O economista Wladimir Andreff, da Universidade de Paris, tem estudado o impacto do custo dos Jogos Olímpicos de Paris, apresentando dados de como o orçamento tem sido excedido desde 1972 (a única exceção foi a Olimpíada de Los Angeles, ocorrida em 1984). Até o fim de 2022, a previsão para Paris 2024 já tinha excedido em 35%. Segundo Andreff, a primeira explicação para isso é a teoria do leilão (que ele também chama de “a maldição do vencedor”), criada pelo Prêmio Nobel de Economia Richard Thaler e que diz respeito à forma como as cidades competem entre si para ser sede. A segunda explicação (a favorita do Comitê Olímpico Internacional) é a fraqueza do sistema político local, o que abriria caminho para corrupção (numa dinâmica que segundo o próprio COI é semelhante à observada nos Jogos de Sochi 2014 e Rio 2016).

Rebeca Andrade: esperança de medalha para o Brasil nos Jogos de Paris (Loic VEenance/AFP/Getty Images)

Há algo mais para piorar a espetacular imagem de Paris na opinião pública global?
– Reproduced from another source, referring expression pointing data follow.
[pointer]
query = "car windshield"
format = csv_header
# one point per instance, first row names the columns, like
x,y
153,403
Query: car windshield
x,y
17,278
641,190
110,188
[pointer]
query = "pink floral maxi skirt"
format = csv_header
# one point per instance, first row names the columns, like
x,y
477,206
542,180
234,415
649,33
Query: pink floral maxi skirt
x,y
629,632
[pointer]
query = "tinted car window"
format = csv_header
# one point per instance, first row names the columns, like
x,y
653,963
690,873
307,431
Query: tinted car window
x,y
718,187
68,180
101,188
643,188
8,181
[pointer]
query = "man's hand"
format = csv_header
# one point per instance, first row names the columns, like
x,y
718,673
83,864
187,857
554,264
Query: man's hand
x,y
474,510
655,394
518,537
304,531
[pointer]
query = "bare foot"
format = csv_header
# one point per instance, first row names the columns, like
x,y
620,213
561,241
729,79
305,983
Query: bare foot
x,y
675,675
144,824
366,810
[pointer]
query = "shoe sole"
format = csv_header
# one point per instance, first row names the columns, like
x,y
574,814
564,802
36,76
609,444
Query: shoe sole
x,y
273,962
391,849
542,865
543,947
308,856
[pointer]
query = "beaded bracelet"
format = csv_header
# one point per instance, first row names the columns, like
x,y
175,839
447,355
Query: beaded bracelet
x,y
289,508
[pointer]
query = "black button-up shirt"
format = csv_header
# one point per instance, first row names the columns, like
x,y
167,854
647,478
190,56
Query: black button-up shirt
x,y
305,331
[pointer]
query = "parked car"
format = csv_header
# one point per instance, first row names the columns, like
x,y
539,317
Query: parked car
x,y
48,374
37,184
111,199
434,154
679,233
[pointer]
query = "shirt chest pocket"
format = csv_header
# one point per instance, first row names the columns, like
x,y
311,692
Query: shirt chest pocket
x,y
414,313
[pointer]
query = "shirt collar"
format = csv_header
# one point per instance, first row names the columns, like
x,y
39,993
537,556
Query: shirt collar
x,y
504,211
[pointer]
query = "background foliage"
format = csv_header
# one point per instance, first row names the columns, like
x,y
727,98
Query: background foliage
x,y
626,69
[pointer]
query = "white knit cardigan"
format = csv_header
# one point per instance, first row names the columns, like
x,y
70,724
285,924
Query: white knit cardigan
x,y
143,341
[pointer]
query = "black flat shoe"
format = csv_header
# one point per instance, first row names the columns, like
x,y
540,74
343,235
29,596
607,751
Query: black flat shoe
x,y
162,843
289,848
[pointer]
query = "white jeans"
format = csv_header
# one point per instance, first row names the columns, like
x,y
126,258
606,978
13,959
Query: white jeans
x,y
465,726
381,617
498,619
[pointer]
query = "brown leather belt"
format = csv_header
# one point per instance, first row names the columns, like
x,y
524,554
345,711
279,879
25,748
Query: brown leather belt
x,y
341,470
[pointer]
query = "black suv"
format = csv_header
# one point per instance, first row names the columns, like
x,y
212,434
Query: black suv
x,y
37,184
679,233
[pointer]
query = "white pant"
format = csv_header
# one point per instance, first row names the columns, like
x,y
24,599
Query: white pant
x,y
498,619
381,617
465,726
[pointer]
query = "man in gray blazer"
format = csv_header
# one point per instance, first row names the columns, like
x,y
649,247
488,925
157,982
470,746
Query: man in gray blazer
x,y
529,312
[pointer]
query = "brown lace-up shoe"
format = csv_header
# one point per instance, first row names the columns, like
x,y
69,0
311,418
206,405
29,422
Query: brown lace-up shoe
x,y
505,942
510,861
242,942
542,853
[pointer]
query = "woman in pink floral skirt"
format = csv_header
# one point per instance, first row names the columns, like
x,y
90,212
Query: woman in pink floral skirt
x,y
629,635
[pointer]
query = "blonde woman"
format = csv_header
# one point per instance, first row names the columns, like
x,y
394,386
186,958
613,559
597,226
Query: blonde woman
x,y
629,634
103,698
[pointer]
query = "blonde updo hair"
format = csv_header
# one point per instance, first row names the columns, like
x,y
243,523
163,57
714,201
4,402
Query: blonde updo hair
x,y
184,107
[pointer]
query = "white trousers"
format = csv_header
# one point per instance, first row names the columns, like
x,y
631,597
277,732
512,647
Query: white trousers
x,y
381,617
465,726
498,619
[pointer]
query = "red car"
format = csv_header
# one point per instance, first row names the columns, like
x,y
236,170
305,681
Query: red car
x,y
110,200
Há. O comitê de organização dos Jogos precisou lidar com a onda de ataques racistas e misóginos que a cantora Aya Nakamura passou a receber desde sua visita ao Eliseu. Na ocasião, Macron teria lhe feito o convite para que ela cantasse alguma música francesa (provavelmente de ­Édith Piaf) na abertura dos Jogos. Nada foi confirmado, porque a organização quer manter tudo o que diz respeito à cerimônia de abertura em absoluto sigilo, mas a mera visita da cantora ao presidente foi suficiente para a artilharia pesada de ofensas. Negra, franco-maliana (ela recebeu a nacionalidade francesa em maio de 2021) e filha de imigrantes, Nakamura, segundo Marion Marechal, vice-presidente do Reconquête (um dos partidos da extrema direita francesa), “não canta em francês e não representa nem a cultura nem a elegância francesa”. O comitê olímpico, ao se deparar com essas declarações, não se furtou a demonstrar seu apoio à artista, salientando que ela é a cantora francesa mais ouvida no mundo atualmente. Os Jogos começam no dia 26 de julho, com um desfile das delegações em barcos pelo Rio Sena. Têm tudo para ser um epítome de Paris 2024: magnífico para quem vê e caótico para quem organiza.